Извечная проблема социальных революций в том, что, в отличие от технологических революций, их начинают и выигрывают не специалисты в области социальных наук и экономики, а политики. Это Цукерберг сначала на свой страх и риск создает Facebook, и только потом его компанию берут на себя политики от бизнеса. Революционеры же приходят к власти фактически по счастливой случайности и только потом начинают приспосабливать свое видение идеального общества к далекой от мечты действительности. Как часто пропоненты экономической и политической свободы, взяв в свои руки бразды правления, оказываются неспособными разжать пальцы! Особенно в условиях внешней и внутренней угрозы. Но дело в том, что угрозы того или иного рода будут всегда, а жить нужно и можно сейчас.
Главным разочарованием последних месяцев оказался премьер Арсений Яценюк. Создается впечатление, что политик пересилил в нем экономиста. Он знает, что необходимо делать, его с Порошенко экономическая программа была усердно скопирована из учебника по экономике, но то ли политические расчеты, то ли недостаточная поддержка в парламенте стоят на пути реформ. Президент Порошенко также больше обеспокоен политикой, чем экономикой, что объяснимо, но недопустимо. Без изменения экономической ситуации, вряд ли политическая и социальная ситуации изменятся к лучшему.
It’s the economy, stupid! С тех пор, как в 1992 году стратег президентской компании Билла Клинтона по имени Джеймс Карвилл, человек одновременно удивительно похожий на незеленого Фантомаса и черепаху, утвердил в политическом лексиконе эту фразу, переводимую примерно как “Дело-то в экономике, дурень!”, любое социально-политическое явление в постиндустриальном мире просто обязано проходить тест на экономическую выживаемость. Украина этот тест пока что сливает, намеренно или нет – трудно сказать. Да это и неважно. Возможно, что все ждут неизбежного в настоящей ситуации дефолта. Возможно, что некоторым безнадежно запущенным системам проще дать возможность развалиться, чтобы из обломков уже строить новую. Вопрос, будет ли из чего строить?
Способность частного предпринимательства к выживанию в любых условиях сравнима, наверное, лишь с выживаемостью вирусов.
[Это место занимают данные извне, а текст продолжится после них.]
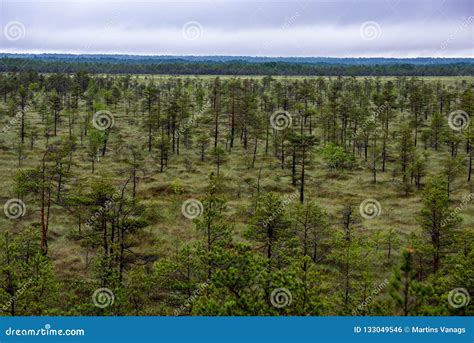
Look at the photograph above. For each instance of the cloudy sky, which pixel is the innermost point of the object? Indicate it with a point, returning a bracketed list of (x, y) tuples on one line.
[(340, 28)]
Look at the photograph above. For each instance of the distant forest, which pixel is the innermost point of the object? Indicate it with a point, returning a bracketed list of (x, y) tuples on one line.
[(232, 65)]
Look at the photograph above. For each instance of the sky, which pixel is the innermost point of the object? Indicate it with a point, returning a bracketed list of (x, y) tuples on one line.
[(337, 28)]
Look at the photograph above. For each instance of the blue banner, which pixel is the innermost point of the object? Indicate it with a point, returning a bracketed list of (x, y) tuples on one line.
[(237, 329)]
Даже после четырех лет Гражданской войны, в ходе которой все конфликтующие стороны усердно обирали и притесняли буржуазию, когда, представ перед перспективой полного коллапса, Советская власть, несмотря на все ее идеологические вывихи, попросила частных предпринимателей спасти страну, частные предприниматели вышли из тени и сделали за год то, что государственные чиновники не смогут за десятилетия. Так что секрета, как восстановить страну в кратчайшие сроки, нет, Это уже было сделано в годы Нэпа, и в гораздо худших социально-политических условиях.
Как бы там ни было, а украинцы, несмотря на некоторый инфантилизм моего друга, сами разберутся. Им придется, так как другого выхода у них просто нет, кроме второго Гаити. И вот это и является, на мой взгляд, единственным решением. Реформы должны идти снизу. В принципе, они там будут происходить в любом случае. Жизнь страны не ограничивается Майданом и улицей Грушевского. Фаза протеста обязана смениться фазой созидания. Общественность либо проявит себя на местах и подгонит правительство, либо покрышек в стране однажды просто не останется. Подумайте об окружающей среде, в конце концов, господа президент и премьер-министр!
В общем, я друга моего расстроил. Но напомнил ему на прощание:
— Смотри, дружище, вот ты говоришь государство, правительство. Но ведь ты сам взял и построил свой дом, какой ни на есть. За свои кровные купил и своими руками отстроил, худо-бедно. Во время оно, когда все остальные ждали квартир от родного государства. Прошло лет тридцать, а многие так и ждут своей вечной очереди. А твои дети выросли не в общежитии, а в доме, получили образование, стали профессионалами. И скажи мне, если бы ты не проявил личную инициативу и не построил сам свой дом, имели бы твои дети такие же шансы в жизни, какие ты им дал?
— Мда, — вздохнул мой друг, — черт его знает.